Disentanglement of Syntactic Components for Text Generation

Das, Utsav Tushar

Disentanglement of Syntactic Components for Text Generation

Files

Das__Utsav_Tushar.pdf (1.52 MB)

Date

2022-02-18

Authors

Das, Utsav Tushar

Advisor

Vechtomova, Olga

Publisher

University of Waterloo

Abstract

Modelling human generated text, i.e., natural language data, is an important challenge in artificial intelligence. A good AI program should be able to understand and analyze natural language, and generate fluent and accurate responses. This standard is seen in applications of AI for natural language like machine translation, summarization, and dialog generation, all of which require the above ability. This work examines the application of deep neural networks for natural language generation. We explore how graph convolutional networks (GCNs) can be paired with recurrent neural networks (RNNs) for text generation.
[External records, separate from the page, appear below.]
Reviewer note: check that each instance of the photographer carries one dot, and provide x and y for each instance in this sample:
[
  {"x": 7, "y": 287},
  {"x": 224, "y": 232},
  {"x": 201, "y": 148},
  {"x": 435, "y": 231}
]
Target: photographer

GCNs have the advantage of being able to leverage the inherent graphical nature of text. Sentences can be expressed as dependency trees, and GCNs can incorporate this information to generate sentences in a syntax-aware manner. Modelling sentences with both dependency trees and word representations allows us to disentangle the syntactic components of sentences and generate sentences while fusing parts of speech from multiple sentences. Our methodology combines the sentence representations from an RNN with that of a GCN to allow a decoder to gain syntactic information while reconstructing a sentence. We explore different ways of separating the syntax components in a sentence and inspect how the generation operates. We report BLEU and perplexity scores to evaluate how well the model incorporates the content based on its syntax from multiple sentences. We also observe, qualitatively, how the model generates fluent and coherent sentences while assimilating syntactic components from multiple sentences.